The Ontario government is eliminating the controversial practice of birth alerts where notifications are sent by children’s aid societies to hospitals when they believe a newborn may be in need of protection.

In a press release issued today, the government says the new approach will improve pre- and post-natal services by promoting collaboration between children's aid societies, hospitals, service providers, Indigenous partners and community-based service providers.

"Ending the use of birth alerts is an important step as we shift our focus to prevention, early intervention and improve outcomes for families and their children," said Associate Minister of Children and Women’s Issues, Jill Dunlop in a statement.

Removing the use of birth alerts, also referred to as hospital alerts, was a recommendation from the National Inquiry into Missing and Murdered Indigenous Women and Girls.

Birth alerts have received criticism for disproportionately affecting racialized and marginalized mothers and families.

Expectant mothers can be deterred from seeking prenatal care or parenting support due to fears of a birth alert being issued and their child being taken away from them.

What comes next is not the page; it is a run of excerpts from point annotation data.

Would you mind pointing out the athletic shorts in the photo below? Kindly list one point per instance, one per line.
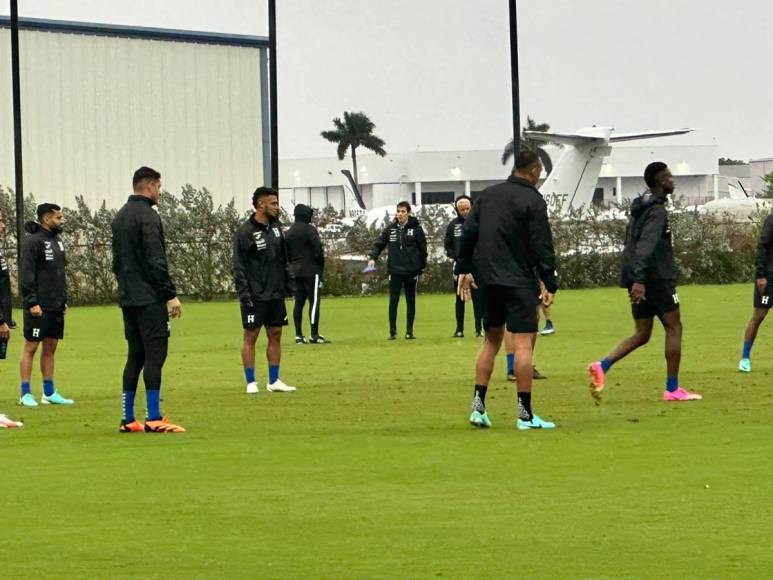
(763, 300)
(50, 325)
(661, 299)
(142, 323)
(268, 313)
(516, 308)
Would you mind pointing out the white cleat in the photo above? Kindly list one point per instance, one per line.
(279, 387)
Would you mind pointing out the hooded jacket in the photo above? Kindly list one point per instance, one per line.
(648, 256)
(407, 248)
(508, 232)
(139, 255)
(260, 262)
(305, 253)
(43, 281)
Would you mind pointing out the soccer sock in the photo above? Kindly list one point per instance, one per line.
(524, 406)
(154, 405)
(510, 362)
(479, 398)
(127, 402)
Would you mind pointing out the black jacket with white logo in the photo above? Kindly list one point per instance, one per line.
(648, 256)
(407, 248)
(305, 253)
(508, 233)
(43, 281)
(260, 262)
(139, 255)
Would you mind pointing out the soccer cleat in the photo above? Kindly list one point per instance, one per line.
(478, 419)
(55, 399)
(6, 423)
(536, 423)
(681, 395)
(279, 387)
(28, 400)
(162, 426)
(597, 377)
(131, 427)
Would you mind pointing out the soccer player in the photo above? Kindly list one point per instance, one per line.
(649, 274)
(44, 298)
(147, 297)
(306, 257)
(262, 281)
(509, 227)
(407, 258)
(451, 243)
(763, 292)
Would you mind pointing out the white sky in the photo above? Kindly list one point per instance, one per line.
(434, 74)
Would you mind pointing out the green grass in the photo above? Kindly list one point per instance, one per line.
(370, 470)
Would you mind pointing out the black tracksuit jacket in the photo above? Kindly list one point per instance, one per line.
(139, 255)
(648, 256)
(508, 233)
(407, 248)
(305, 253)
(43, 281)
(260, 265)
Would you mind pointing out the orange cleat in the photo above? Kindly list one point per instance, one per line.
(163, 426)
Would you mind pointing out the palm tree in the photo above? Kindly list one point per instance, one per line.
(354, 131)
(526, 143)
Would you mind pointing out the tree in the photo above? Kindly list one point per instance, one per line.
(354, 131)
(526, 143)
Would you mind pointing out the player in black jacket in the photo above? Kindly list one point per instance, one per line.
(262, 281)
(509, 233)
(44, 299)
(407, 258)
(452, 243)
(147, 297)
(649, 273)
(306, 257)
(763, 292)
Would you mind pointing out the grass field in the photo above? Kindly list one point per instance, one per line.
(371, 471)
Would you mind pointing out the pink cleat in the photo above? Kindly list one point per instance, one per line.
(681, 395)
(597, 377)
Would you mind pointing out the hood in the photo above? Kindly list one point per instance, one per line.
(303, 213)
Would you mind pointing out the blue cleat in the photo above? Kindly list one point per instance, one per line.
(55, 399)
(536, 423)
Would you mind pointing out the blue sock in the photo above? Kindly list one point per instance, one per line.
(154, 407)
(127, 402)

Birth alerts have never been required under provincial legislation and the government says they have been used inconsistently by children’s aid societies across Ontario.

"By ending the use of birth alerts and encouraging collaborative alternatives for children's aid societies and other health care providers, expectant parents will be better supported in accessing community resources before the birth of their child," said Jamil Jivani, Ontario's Advocate for Community Opportunities in a statement.

Children’s aid societies in Ontario are being directed to stop using birth alerts by October 15, 2020.